The result is the same
Pandas

3.Custom functions + apply

If you still want to keep your code clean, you can use custom functions + apply to kill the custom functions

 

df3 = df.copy()
df3['Score_Label'] = df3['Score'].apply(lambda x: 'A' if x > 90 else (
    'B' if 90 > x >= 80 else ('C' if 80 > x >= 70 else ('D' if 70 > x >= 60 else 'E'))))

4.Using pd.cut

Now, let's move on to the more advanced pandas functions, still coding the score, using pd.cut, and specifying the division interval, which will help you to divide the group directly

df4 = df.copy()
bins = [0, 59, 70, 80, 100]
df4['Score_Label'] = pd.cut(df4['Score'], bins)

Pandas

You can also use the labels parameter directly to modify the name of the corresponding group, which is much more convenient

df4['Score_Label_new'] = pd.cut(df4['Score'], bins, labels=[
                                'low', 'middle', 'good', 'perfect'])

Pandas

5.Using sklearn binarization

If you need to add a new column and determine whether the grade is passing or not, you can use the Binarizer function, and the code is simple and understandable

df5 = df.copy()
binerize = Binarizer(threshold = 60)
trans = binerize.fit_transform(np.array(df1['Score']).reshape(-1,1))
df5['Score_Label'] = trans

Pandas

Text-based data

The following is a description of the more common, conversion of text data for tagging.
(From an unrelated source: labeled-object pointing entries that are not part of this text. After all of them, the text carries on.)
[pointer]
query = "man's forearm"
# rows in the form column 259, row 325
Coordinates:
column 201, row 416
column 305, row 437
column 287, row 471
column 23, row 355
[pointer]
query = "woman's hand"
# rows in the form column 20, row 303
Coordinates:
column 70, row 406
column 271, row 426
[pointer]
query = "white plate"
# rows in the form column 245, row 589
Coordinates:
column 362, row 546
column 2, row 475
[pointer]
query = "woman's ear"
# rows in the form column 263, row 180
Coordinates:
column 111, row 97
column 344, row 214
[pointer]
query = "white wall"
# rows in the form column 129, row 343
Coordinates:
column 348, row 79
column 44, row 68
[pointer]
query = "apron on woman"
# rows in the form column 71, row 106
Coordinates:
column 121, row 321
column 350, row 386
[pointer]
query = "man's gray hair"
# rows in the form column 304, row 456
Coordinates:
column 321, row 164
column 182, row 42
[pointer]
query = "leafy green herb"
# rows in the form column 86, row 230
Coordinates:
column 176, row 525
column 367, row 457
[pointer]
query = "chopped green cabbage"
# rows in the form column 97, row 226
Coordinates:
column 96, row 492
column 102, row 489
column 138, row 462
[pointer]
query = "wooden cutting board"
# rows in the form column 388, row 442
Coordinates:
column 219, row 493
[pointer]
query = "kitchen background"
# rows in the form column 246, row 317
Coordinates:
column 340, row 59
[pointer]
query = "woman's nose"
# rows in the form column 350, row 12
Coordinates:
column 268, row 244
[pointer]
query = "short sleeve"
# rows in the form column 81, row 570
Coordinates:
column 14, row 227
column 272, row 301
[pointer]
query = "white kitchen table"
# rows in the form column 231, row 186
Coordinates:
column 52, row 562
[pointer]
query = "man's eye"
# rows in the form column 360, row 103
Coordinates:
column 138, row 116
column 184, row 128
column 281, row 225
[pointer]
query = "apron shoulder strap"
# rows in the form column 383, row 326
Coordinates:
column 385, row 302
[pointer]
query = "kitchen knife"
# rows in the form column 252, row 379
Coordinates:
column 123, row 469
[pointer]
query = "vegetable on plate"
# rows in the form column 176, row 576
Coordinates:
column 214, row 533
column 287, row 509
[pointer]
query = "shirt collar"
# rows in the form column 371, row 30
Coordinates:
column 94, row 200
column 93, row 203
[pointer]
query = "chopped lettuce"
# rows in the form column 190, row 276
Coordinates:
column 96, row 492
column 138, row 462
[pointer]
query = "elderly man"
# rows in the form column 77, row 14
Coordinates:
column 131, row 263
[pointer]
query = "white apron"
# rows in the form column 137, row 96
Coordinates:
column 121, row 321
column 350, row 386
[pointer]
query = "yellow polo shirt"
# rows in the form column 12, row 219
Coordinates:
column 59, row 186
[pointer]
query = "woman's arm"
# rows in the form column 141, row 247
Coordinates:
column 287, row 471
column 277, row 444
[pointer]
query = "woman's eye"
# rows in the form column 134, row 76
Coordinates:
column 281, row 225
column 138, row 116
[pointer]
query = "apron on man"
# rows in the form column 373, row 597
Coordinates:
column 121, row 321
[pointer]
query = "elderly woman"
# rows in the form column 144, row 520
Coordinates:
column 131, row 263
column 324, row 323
For example, add a new column, and tag the gender male and female as 0 and 1 respectively

6.Using replace

First, we introduce replace, but note that the custom function-related methods described above are still possible

df6 = df.copy()
df6['Sex_Label'] = df6['Sex'].replace(['Male','Female'],[0,1])

Pandas

Above is the gender operation, because only male and female, so you can manually specify 0, 1, but if there are many categories, you can also use pd.value_counts() to automatically specify the label, for example, the Course Name column grouping

df6 = df.copy()
value = df6['Course Name'].value_counts()
value_map = dict((v, i) for i,v in enumerate(value.index))
df6['Course Name_Label'] = df6.replace({'Course Name':value_map})['Course Name']

Pandas

7.Use map

Additional emphasis is placed on the addition of a new column, which must be able to think of MAP

df7 = df.copy()
Map = {elem:index for index,elem in enumerate(set(df["Course Name"]))}
df7['Course Name_Label'] = df7['Course Name'].map(Map)

Pandas

8.Use astype

This method should be unknown to many people, which belongs to the above-mentioned knowledge of the problem, can be achieved by too many methods

df8 = df.copy()
value = df8['Course Name'].astype('category')
df8['Course Name_Label'] = value.cat.codes

Pandas

9.Using sklearn

As with numeric, this classic operation in machine learning, sklearn must have a way to encode categorical data using LabelEncoder

from sklearn.preprocessing import LabelEncoder
df9 = df.copy()
le = LabelEncoder()
le.fit(df9['Sex'])
df9['Sex_Label'] = le.transform(df9['Sex'])
le.fit(df9['Course Name'])
df9['Course Name_Label'] = le.transform(df9['Course Name'])

Pandas

It is also possible to convert two columns at once

df9 = df.copy()
le = OrdinalEncoder()
le.fit(df9[['Sex','Course Name']])
df9[['Sex_Label','Course Name_Label']] = le.transform(df9[['Sex','Course Name']])

10.Using factorize

Finally, to introduce another niche but good pandas method, we need to note that in the above method, the automatically generated Course Name_Label column, although a data corresponds to a language, is mostly unordered because it avoids writing custom functions or dictionaries so that it can be generated automatically.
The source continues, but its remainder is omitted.